We also recall that the angular velocity is the time rate of change of angular displacement, $\omega=\mathrm{d} \theta / \mathrm{d} t$. Note since the axis of rotation is fixed, there is no need to treat angular velocity as a vector. Further, the angular acceleration, $\alpha=$ $\mathrm{d} \omega / \mathrm{d} t$.

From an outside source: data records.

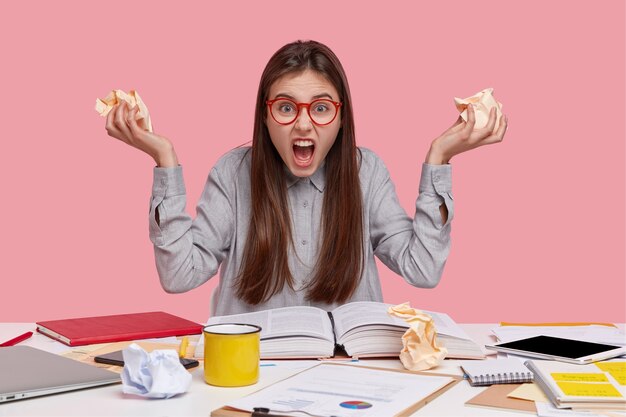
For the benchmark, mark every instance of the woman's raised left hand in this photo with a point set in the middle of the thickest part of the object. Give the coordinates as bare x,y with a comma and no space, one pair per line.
462,136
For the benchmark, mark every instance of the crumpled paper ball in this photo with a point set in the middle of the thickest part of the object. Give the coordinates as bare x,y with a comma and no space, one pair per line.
158,374
420,350
104,106
483,102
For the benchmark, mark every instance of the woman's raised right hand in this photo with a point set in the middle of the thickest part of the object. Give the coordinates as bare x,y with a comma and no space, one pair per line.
121,124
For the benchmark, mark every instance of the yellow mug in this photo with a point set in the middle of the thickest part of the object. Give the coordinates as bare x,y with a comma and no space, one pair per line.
231,354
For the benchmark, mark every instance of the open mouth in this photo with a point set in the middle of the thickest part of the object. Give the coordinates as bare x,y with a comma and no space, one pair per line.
303,151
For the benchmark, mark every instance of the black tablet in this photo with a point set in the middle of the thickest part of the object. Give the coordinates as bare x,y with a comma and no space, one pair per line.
556,348
117,358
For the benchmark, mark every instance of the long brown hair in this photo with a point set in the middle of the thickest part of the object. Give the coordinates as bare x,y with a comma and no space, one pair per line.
265,269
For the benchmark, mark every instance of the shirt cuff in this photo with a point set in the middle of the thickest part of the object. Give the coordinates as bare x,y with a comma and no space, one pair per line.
168,182
436,178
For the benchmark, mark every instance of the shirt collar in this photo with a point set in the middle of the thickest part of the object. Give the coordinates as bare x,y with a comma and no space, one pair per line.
318,179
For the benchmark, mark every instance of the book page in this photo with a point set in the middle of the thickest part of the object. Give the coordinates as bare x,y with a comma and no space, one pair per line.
363,313
286,321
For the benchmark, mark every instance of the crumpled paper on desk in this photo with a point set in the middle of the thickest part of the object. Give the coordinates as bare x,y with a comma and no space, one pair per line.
158,374
483,102
104,106
420,350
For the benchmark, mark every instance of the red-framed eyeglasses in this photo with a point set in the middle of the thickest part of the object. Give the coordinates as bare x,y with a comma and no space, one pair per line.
321,111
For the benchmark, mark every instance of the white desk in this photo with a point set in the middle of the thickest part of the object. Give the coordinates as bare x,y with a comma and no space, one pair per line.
202,398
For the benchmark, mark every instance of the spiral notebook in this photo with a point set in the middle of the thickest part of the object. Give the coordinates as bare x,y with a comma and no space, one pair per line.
498,371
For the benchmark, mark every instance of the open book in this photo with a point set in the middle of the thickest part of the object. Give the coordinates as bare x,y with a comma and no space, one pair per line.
361,328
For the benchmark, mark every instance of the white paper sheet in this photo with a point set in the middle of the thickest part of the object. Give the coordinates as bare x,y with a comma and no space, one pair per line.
331,390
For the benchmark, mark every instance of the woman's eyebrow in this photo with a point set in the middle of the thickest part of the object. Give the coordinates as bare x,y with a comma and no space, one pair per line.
315,97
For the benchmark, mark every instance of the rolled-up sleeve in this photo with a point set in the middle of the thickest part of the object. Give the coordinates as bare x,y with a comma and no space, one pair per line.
416,249
188,252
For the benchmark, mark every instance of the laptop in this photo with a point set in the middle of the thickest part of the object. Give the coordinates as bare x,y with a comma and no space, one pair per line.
26,372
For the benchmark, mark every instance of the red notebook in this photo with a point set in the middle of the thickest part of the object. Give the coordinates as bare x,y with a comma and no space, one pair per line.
117,328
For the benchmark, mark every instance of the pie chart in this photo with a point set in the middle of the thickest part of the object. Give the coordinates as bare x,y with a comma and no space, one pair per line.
355,405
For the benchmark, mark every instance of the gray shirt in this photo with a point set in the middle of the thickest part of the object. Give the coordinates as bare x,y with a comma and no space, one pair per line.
190,251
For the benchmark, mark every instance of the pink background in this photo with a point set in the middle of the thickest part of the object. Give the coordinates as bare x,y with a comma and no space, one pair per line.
539,227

The kinematical quantities in rotational motion, angular displacement $(\theta)$, angular velocity $(\omega)$ and angular acceleration $(\alpha)$ respectively are analogous to kinematic quantities in linear motion, displacement $(x)$, velocity ( $v$ ) and acceleration (a). We know the kinematical equations of linear motion with uniform (i.e. constant) acceleration:

$$ \begin{align*} & v=v_{0}+a t \tag{a}\\ & x=x_{0}+v_{0} t+\frac{1}{2} a t^{2} \tag{b}\\ & v^{2}=v_{0}^{2}+2 a x \tag{c} \end{align*} $$

where $x_{0}=$ initial displacement and $v_{0}=$ initial velocity. The word ‘initial’ refers to values of the quantities at $t=0$

The corresponding kinematic equations for rotational motion with uniform angular acceleration are:

$$ \begin{align*} & \omega=\omega_{0}+\alpha t \tag{6.36}\\ & \theta=\theta_{0}+\omega_{0} t+\frac{1}{2} \alpha t^{2} \tag{6.37}\\ & \text { and } \omega^{2}=\omega_{0}^{2}+2 \alpha\left(\theta-\theta_{0}\right) \tag{6.38} \end{align*} $$

where $\theta_{0}=$ initial angular displacement of the rotating body, and $\omega_{0}=$ initial angular velocity of the body.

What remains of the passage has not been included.